It seems to work correctly !

Hold my beer and watch this

One I have acquire confidence in my scenario and I want it to trigger some bans, we can simply add :

type: leaky
debug: true
name: me/my-cool-scenario
description: "detect cool stuff"
filter: "evt.Meta.log_type == 'iptables_drop' && evt.Meta.service == 'tcp'"
groupby: evt.Meta.source_ip
distinct: evt.Parsed.dst_port
capacity: 15
leakspeed: 5s
blackhole: 1m
labels:
  type: scan
  service: tcp
  remediation: true
  scope: ip

Adding remediation: true into the labels tells {{crowdsec.name}} that we should write a ban for the IP when the scenario is triggered !

Let's try :

  • I copied the yaml file to a production system (/etc/crowdsec/crowdsec/scenarios/mytest.yaml)
  • I restart {{crowdsec.name}} (systemctl restart crowdsec)

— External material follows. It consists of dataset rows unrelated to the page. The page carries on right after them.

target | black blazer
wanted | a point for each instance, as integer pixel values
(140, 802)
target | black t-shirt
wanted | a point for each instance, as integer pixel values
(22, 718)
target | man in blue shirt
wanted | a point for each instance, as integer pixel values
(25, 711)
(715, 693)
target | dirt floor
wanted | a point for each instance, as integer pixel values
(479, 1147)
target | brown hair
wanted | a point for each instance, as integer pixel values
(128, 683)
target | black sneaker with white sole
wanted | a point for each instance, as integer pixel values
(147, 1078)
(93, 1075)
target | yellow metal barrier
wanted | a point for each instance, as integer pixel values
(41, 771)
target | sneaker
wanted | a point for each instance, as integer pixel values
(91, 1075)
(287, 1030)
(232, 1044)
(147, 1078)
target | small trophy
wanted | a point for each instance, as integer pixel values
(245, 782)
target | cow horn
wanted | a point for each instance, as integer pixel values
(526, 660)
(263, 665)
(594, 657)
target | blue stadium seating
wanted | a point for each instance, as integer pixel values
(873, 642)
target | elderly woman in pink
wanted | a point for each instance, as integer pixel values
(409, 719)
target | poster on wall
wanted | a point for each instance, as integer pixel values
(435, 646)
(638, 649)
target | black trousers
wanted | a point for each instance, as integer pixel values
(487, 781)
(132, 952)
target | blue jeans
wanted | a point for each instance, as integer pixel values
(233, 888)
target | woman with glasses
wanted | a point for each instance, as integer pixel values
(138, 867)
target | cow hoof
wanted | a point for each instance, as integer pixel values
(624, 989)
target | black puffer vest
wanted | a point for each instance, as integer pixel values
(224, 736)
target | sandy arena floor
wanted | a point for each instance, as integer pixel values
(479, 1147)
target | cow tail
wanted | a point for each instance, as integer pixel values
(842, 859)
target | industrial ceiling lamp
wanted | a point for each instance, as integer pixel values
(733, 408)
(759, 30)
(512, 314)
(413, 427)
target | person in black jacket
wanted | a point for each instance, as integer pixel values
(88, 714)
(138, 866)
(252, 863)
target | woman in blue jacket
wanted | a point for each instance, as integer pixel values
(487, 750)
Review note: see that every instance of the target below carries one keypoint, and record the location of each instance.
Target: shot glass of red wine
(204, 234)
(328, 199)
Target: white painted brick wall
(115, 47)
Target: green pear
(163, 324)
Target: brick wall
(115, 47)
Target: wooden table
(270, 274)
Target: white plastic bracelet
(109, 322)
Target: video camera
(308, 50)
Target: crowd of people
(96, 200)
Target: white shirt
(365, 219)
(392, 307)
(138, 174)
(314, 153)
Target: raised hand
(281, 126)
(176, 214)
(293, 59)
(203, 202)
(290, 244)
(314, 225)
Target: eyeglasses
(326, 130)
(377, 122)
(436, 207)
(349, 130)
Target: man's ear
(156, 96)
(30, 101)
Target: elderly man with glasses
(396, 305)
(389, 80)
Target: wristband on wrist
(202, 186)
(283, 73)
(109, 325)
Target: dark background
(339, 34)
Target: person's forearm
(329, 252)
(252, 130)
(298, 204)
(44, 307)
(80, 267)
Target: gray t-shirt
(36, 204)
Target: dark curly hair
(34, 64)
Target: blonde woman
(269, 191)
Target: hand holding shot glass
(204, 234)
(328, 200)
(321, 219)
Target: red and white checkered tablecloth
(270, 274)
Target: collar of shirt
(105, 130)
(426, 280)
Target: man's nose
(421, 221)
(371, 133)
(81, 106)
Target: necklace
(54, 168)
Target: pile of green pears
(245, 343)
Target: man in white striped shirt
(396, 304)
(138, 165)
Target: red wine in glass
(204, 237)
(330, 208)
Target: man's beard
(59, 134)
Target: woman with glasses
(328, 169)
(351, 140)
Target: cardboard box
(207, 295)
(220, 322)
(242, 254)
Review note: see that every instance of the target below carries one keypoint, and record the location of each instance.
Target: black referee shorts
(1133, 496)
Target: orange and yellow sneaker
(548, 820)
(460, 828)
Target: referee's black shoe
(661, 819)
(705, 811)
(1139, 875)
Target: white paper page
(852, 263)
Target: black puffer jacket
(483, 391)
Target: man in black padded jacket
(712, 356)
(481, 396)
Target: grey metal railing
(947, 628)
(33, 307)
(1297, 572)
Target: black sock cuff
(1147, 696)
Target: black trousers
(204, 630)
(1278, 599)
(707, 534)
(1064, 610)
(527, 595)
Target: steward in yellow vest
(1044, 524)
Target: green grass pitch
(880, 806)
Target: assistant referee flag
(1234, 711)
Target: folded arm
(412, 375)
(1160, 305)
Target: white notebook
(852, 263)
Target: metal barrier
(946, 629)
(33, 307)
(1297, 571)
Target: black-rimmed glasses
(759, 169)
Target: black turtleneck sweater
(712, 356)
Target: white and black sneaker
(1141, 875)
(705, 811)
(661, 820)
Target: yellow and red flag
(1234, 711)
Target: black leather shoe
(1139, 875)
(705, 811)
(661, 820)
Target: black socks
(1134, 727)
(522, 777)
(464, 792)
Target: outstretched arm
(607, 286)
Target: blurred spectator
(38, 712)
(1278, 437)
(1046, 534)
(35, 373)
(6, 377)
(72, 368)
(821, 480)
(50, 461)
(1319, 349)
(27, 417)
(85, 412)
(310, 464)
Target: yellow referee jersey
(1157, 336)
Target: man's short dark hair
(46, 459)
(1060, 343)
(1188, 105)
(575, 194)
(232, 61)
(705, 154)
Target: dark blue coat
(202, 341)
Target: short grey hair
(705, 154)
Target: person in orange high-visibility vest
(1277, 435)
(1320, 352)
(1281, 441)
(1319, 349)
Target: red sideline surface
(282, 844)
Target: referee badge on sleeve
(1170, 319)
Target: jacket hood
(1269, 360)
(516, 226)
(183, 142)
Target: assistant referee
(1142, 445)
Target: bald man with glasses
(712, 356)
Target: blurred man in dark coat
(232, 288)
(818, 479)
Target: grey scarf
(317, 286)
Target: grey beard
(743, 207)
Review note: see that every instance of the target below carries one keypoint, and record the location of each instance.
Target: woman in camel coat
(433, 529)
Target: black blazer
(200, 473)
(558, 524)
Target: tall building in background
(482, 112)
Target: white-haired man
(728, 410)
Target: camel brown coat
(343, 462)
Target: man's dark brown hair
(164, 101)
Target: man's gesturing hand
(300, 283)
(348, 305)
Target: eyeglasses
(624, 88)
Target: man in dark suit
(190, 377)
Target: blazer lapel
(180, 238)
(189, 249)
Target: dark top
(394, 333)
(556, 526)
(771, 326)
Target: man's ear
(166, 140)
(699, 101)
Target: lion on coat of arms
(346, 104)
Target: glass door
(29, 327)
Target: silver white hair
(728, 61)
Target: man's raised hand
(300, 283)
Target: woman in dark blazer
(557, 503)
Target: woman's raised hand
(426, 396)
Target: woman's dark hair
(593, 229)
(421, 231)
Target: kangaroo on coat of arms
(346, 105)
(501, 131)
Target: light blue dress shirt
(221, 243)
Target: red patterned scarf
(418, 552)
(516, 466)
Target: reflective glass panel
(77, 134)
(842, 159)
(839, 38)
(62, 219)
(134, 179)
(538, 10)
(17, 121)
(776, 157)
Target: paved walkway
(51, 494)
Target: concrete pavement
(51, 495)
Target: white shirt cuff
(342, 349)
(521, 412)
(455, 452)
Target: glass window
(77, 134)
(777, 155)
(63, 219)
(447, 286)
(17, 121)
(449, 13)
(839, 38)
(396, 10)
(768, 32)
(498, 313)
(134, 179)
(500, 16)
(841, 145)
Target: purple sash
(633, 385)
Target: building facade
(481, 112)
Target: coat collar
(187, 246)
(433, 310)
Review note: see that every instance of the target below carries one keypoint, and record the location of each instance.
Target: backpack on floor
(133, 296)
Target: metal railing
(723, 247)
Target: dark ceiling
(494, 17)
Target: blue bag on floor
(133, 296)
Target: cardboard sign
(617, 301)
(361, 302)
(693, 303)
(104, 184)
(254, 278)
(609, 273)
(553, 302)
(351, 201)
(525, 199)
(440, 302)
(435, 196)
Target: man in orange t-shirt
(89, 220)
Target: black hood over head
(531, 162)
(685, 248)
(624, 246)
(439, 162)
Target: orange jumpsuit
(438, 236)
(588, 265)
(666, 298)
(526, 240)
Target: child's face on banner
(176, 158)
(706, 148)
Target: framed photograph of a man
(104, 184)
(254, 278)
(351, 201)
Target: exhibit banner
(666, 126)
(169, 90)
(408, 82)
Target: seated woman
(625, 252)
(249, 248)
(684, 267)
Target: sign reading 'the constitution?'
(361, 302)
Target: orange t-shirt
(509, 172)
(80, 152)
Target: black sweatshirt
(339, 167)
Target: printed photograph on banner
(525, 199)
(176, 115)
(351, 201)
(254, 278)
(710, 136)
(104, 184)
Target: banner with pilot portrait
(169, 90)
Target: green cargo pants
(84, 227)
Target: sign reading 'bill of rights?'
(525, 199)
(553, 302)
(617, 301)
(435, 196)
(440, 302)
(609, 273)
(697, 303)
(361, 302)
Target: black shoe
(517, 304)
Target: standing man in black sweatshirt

Let's check if it seems correctly enabled :

$ {{cli.bin}} list
...
INFO[0000] SCENARIOS:                                   
----------------------------------------------------------------------------------------------------------------------------------
 NAME                                  📦 STATUS          VERSION  LOCAL PATH                                                     
----------------------------------------------------------------------------------------------------------------------------------
...
 mytest.yaml                           🚫  enabled,local           /etc/crowdsec/config/scenarios/mytest.yaml                 
...

Let's launch (from an external machine, as {{crowdsec.name}} ignores events from private IPs by default) a real port-scan with a good old nmap :

sudo nmap -sS xx.xx.xx.xx

and on our server :

$ tail -f /var/log/crowdsec.log 
...
time="12-05-2020 12:31:43" level=warning msg="xx.xx.16.6 triggered a 4h0m0s ip ban remediation for [me/my-cool-scenario]" bucket_id=wispy-breeze event_time="2020-05-12 12:31:43.953498645 +0200 CEST m=+64.533521568" scenario=me/my-cool-scenario source_ip=xx.xx.16.6
...
^C
$ {{cli.bin}}  ban list
INFO[0000] backend plugin 'sqlite' loaded               
8 local decisions:
+--------+-----------------+----------------------+------+--------+---------+--------------------------+--------+------------+
| SOURCE |       IP        |        REASON        | BANS | ACTION | COUNTRY |            AS            | EVENTS | EXPIRATION |
+--------+-----------------+----------------------+------+--------+---------+--------------------------+--------+------------+
| local  | xx.xx.xx.xx     | me/my-cool-scenario  |    4 | ban    | FR      | 21502 SFR SA             |     79 | 3h58m27s   |
...

It worked !!!